Today’s blog post is for you if you, like us, are big fans of pink plants. We’re looking at our five favourite pink perennials.


Perennials are the real stalwarts of the gardening world. They work their socks off from the early spring right the way through to the early winter, cheering us with their gorgeous blooms and keeping the bees happy.


These hard-working plants not only look fab in your borders, but also make fantastic cut flowers, and work equally well in a container garden too – triple win!


So, just what is in our top five perennial pinks?



Sedums are particularly tough and can be found flowering right into November. They tolerate all sorts of difficult growing situations and careless gardeners and produce cute bell-shaped flower heads made up of tiny flowers packed tightly together. As they’re quite low growing, always position them at the front of any display you have planned.



Phlox come in all sorts of shapes and sizes but we love the pink ones the very best of all. Phlox paniculata is a great and highly popular variety that is highly fragranced and a big hit with bees. Phlox have tall stems so look great in the middle sections of border displays, and are characterised by tightly packed cheerful flowers.

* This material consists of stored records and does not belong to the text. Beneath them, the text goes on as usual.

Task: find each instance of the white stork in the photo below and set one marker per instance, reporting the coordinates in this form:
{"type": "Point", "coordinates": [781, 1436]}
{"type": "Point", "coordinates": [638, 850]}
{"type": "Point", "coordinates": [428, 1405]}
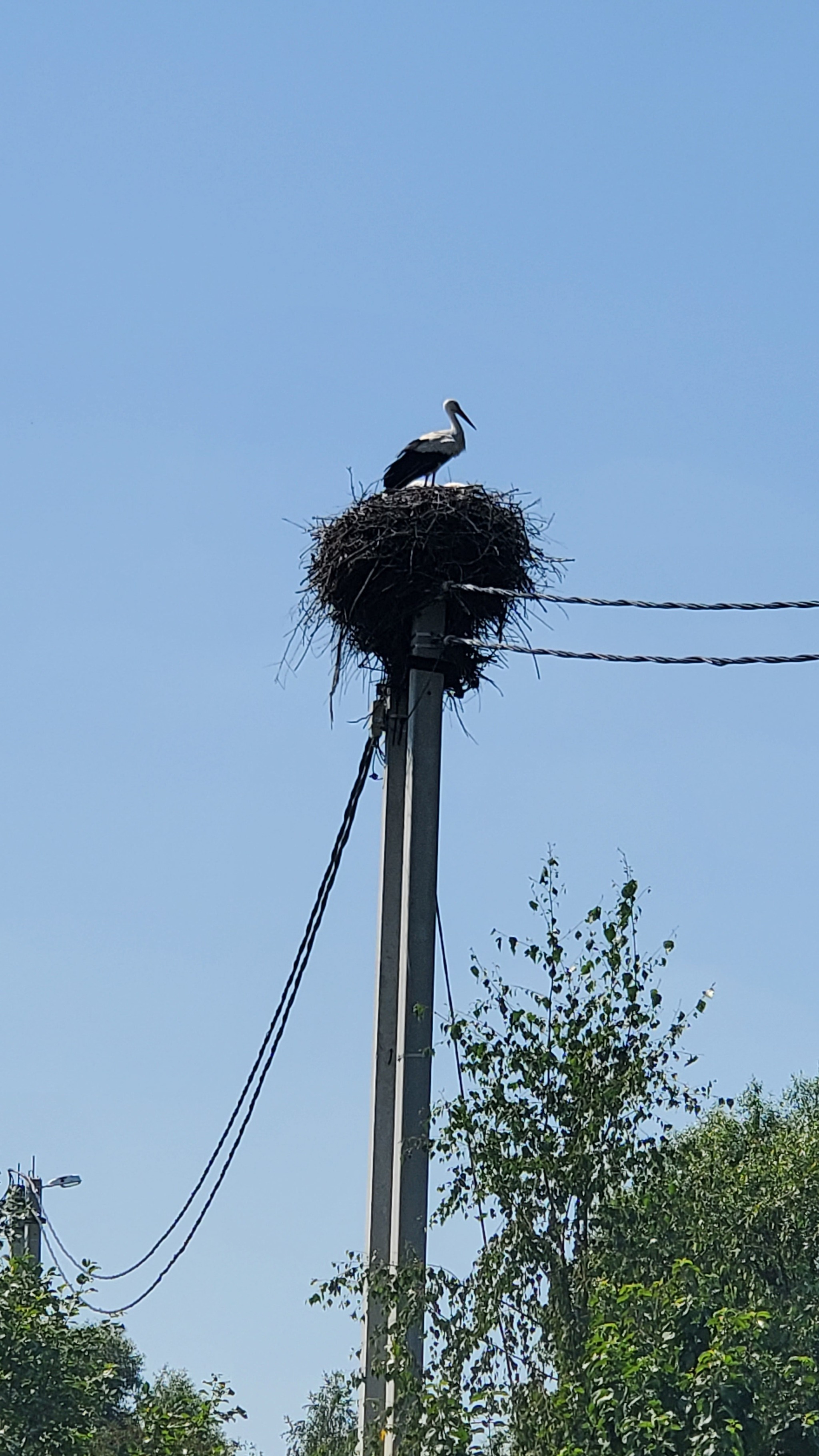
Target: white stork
{"type": "Point", "coordinates": [425, 456]}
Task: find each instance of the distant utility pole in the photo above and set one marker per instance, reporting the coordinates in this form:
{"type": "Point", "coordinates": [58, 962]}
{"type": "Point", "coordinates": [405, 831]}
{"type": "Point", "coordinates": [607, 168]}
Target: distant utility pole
{"type": "Point", "coordinates": [397, 1215]}
{"type": "Point", "coordinates": [22, 1208]}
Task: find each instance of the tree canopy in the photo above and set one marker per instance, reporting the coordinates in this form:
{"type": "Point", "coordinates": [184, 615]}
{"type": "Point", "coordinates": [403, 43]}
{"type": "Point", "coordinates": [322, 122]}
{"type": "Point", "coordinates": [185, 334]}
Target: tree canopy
{"type": "Point", "coordinates": [72, 1387]}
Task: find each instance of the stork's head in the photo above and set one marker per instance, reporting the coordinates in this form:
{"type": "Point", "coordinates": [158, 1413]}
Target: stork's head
{"type": "Point", "coordinates": [452, 408]}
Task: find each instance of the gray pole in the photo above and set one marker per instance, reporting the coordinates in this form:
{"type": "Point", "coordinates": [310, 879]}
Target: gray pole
{"type": "Point", "coordinates": [410, 1168]}
{"type": "Point", "coordinates": [380, 1202]}
{"type": "Point", "coordinates": [32, 1226]}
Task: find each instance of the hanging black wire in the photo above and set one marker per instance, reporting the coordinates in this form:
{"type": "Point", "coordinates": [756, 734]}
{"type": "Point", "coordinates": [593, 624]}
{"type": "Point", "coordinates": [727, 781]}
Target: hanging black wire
{"type": "Point", "coordinates": [278, 1024]}
{"type": "Point", "coordinates": [473, 1170]}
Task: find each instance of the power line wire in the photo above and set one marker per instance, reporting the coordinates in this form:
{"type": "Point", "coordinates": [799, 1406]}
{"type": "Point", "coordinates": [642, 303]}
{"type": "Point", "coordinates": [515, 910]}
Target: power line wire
{"type": "Point", "coordinates": [280, 1017]}
{"type": "Point", "coordinates": [618, 657]}
{"type": "Point", "coordinates": [624, 602]}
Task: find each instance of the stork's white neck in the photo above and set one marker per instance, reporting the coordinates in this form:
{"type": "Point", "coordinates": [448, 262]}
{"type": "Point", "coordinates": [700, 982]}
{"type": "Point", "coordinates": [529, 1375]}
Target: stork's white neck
{"type": "Point", "coordinates": [457, 429]}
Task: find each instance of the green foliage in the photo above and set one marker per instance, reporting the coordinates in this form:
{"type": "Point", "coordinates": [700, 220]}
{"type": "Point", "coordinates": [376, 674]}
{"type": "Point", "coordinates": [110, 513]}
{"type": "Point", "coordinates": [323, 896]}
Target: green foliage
{"type": "Point", "coordinates": [570, 1090]}
{"type": "Point", "coordinates": [328, 1426]}
{"type": "Point", "coordinates": [70, 1387]}
{"type": "Point", "coordinates": [60, 1381]}
{"type": "Point", "coordinates": [706, 1298]}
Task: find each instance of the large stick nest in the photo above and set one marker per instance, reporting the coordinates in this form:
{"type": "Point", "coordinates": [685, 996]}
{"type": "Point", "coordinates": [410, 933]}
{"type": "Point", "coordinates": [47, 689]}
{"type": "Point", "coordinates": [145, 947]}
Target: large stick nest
{"type": "Point", "coordinates": [377, 565]}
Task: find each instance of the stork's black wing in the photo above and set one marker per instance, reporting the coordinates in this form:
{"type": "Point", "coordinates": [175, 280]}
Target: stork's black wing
{"type": "Point", "coordinates": [411, 463]}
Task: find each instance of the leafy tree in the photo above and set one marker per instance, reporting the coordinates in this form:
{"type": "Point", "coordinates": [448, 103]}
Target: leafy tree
{"type": "Point", "coordinates": [639, 1289]}
{"type": "Point", "coordinates": [328, 1428]}
{"type": "Point", "coordinates": [704, 1328]}
{"type": "Point", "coordinates": [70, 1387]}
{"type": "Point", "coordinates": [572, 1087]}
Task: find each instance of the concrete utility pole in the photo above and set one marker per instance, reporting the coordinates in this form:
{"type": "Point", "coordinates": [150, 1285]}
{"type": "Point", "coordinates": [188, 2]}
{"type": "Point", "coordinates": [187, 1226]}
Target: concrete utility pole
{"type": "Point", "coordinates": [404, 989]}
{"type": "Point", "coordinates": [380, 1202]}
{"type": "Point", "coordinates": [25, 1226]}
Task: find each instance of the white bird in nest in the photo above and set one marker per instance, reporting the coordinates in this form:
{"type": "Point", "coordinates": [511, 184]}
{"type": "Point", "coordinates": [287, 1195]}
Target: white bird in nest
{"type": "Point", "coordinates": [423, 458]}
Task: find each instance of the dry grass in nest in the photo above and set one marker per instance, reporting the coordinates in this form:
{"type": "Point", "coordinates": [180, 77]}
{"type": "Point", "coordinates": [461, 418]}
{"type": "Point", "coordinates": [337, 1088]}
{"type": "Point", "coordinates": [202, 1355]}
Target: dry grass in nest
{"type": "Point", "coordinates": [377, 565]}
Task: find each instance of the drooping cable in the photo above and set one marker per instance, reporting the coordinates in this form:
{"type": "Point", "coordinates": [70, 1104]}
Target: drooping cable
{"type": "Point", "coordinates": [278, 1024]}
{"type": "Point", "coordinates": [621, 602]}
{"type": "Point", "coordinates": [636, 657]}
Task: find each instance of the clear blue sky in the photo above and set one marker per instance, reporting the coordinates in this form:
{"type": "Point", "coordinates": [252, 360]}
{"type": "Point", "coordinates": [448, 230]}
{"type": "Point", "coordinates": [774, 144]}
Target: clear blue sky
{"type": "Point", "coordinates": [248, 245]}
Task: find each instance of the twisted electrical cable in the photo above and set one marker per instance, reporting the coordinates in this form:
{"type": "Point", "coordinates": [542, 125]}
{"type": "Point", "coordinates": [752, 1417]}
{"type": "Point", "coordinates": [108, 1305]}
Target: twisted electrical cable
{"type": "Point", "coordinates": [623, 602]}
{"type": "Point", "coordinates": [276, 1026]}
{"type": "Point", "coordinates": [618, 657]}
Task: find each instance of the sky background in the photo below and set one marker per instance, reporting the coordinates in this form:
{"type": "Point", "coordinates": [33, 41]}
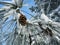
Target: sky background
{"type": "Point", "coordinates": [10, 27]}
{"type": "Point", "coordinates": [28, 4]}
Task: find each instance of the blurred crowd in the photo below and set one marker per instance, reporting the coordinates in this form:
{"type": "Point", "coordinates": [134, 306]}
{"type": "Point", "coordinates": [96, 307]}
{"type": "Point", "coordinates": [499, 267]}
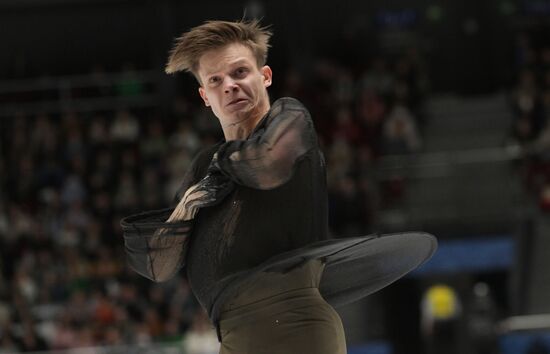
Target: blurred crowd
{"type": "Point", "coordinates": [530, 101]}
{"type": "Point", "coordinates": [67, 179]}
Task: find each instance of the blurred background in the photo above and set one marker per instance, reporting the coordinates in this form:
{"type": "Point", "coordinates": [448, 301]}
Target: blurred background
{"type": "Point", "coordinates": [433, 116]}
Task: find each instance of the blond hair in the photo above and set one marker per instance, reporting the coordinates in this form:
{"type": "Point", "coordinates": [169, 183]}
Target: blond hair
{"type": "Point", "coordinates": [190, 47]}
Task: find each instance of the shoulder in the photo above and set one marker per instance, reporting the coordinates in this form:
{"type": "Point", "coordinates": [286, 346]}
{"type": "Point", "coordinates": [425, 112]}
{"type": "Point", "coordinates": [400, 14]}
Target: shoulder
{"type": "Point", "coordinates": [288, 103]}
{"type": "Point", "coordinates": [202, 160]}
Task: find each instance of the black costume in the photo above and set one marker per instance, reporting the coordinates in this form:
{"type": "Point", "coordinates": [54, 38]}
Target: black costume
{"type": "Point", "coordinates": [269, 215]}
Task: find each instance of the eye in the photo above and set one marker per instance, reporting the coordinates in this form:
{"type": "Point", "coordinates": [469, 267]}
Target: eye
{"type": "Point", "coordinates": [214, 80]}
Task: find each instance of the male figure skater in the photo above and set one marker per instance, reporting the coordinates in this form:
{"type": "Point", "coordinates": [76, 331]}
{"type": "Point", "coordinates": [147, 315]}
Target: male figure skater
{"type": "Point", "coordinates": [251, 224]}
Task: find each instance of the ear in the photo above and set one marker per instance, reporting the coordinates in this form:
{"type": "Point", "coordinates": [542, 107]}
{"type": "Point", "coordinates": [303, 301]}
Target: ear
{"type": "Point", "coordinates": [267, 74]}
{"type": "Point", "coordinates": [202, 93]}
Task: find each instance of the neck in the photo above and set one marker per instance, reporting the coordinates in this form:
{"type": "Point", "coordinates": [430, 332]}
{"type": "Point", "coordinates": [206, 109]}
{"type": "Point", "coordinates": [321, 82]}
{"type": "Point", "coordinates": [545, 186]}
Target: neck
{"type": "Point", "coordinates": [243, 127]}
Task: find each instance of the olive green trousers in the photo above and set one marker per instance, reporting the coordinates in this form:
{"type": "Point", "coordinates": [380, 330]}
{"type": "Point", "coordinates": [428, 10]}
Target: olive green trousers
{"type": "Point", "coordinates": [282, 314]}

Dianthus is a group of flowers incorporating carnations and pinks. They are a traditional accompaniment to cottage garden style planting schemes and are characterised by silvery foliage and long tall stems – these guys look great toward the rear of a border display. There are several varieties of dianthus so there’s something out there for everyone and for every growing environment.



Penstemons are a real gardening favourite and very similar to the other stalwart of the cottage garden, the foxglove. Again, there are many varieties but you will probably be most familiar with the traditional tubular-shaped flowering mid-height growers. These happy-go-lucky plants tolerate all sorts of growing conditions and look amazing when tightly packed together in a harmonious display of colour and scent.



For something a little different, we can’t get enough of the tiny trumpet-shaped flowers of the bergenia abendglut, otherwise known as elephant’s ears. They are fully hardy but have a very short flowering period of just one month – but what a flower they produce. What they lack in flowering longevity, they make up for with their unique and evergreen foliage making the bergenia a year-round fave here at The Garden Style Company.